Journal of Physical Chemistry B, Vol.106, No.25, 6554-6565, 2002
Solvation structure, thermodynamics, and molecular conformational equilibria for n-butane in water analyzed by reference interaction site model theory using an all-atom solute model
For the four thermodynamic states: temperature T = 283.15, 298.15, 313.15, and 328.15 K and the corresponding bulk water density p = 0.9997, 0.9970, 0.9922, and 0.9875 g cm(-3), for which experimental data are available, we have studied hydration structure, hydration thermodynamics, and molecular conformational equilibria for n-butane in water at infinite dilution, by means of the hypernetted chain closure reference interaction site model (HNC-RISM) theory with an all-atom solute model. The hydration structures of the trans and the gauche conformers of n-butane are presented and analyzed at the atomic level in terms of the atomic solute-solvent radial distribution functions. With these radial distribution functions as input, the n-butane conformational average hydration free energies, energies, enthalpies, and entropies are calculated. At room temperature, the normalized equilibrium distribution of n-butane conformers, the water solvent-induced rotational free energy surface and the trans-gauche and trans-cis cavity thermodynamic properties are calculated. With the optimized nonbonded potential parameters based on the CHARMM96 all-atom model for alkanes (Yin, D.; Mackerell, A. D., Jr. J. Comput.
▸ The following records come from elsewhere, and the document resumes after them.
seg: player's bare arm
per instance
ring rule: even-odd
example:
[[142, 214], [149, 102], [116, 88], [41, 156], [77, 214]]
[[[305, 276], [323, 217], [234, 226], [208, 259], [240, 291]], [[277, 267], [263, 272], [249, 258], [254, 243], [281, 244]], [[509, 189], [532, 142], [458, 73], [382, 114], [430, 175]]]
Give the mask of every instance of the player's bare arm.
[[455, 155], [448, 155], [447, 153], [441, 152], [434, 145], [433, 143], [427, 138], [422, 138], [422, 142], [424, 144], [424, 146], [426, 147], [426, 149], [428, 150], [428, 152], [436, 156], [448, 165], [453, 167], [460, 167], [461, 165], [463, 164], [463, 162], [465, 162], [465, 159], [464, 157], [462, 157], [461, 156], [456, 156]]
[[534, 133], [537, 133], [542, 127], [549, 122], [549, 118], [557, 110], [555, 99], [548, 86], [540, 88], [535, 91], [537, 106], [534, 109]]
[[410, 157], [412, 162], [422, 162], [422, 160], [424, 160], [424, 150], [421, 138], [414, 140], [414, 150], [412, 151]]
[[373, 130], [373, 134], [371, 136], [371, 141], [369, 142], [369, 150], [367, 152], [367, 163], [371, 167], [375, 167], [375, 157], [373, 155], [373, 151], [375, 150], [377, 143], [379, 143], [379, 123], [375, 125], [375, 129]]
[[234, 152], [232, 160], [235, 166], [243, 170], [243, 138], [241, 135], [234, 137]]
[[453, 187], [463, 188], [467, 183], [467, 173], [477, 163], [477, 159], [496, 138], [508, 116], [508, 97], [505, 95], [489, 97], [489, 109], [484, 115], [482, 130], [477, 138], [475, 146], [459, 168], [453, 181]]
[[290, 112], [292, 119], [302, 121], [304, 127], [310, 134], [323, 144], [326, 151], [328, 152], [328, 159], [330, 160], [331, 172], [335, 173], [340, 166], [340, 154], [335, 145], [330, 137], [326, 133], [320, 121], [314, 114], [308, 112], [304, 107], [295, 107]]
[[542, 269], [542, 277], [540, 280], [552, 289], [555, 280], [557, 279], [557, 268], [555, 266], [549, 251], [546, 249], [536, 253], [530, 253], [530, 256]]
Chem. 1998, 19, 3 34), n-butane hydration thermodynamics and its conformational equilibria in water are well described by the HNC-RISM theory in comparison with the available experimental and computer simulation results. We also calculated the solute density derivatives of the water-water radial distribution functions deltah(vv), with the optimized CHARMM96 all-atom model, the united-atom OPLS (optimized potentials for liquid simulations), and the all-atom OPLS models for n-butane, respectively. The deltah(vv)(r) reflect the effect of increased pressure disrupting the hydrogen bonding between water molecules. The all-atom model seems to enhance such an effect due to the well-documented shortcoming of the RISM theory in the treatment of the excluded volume of so-called auxiliary sites.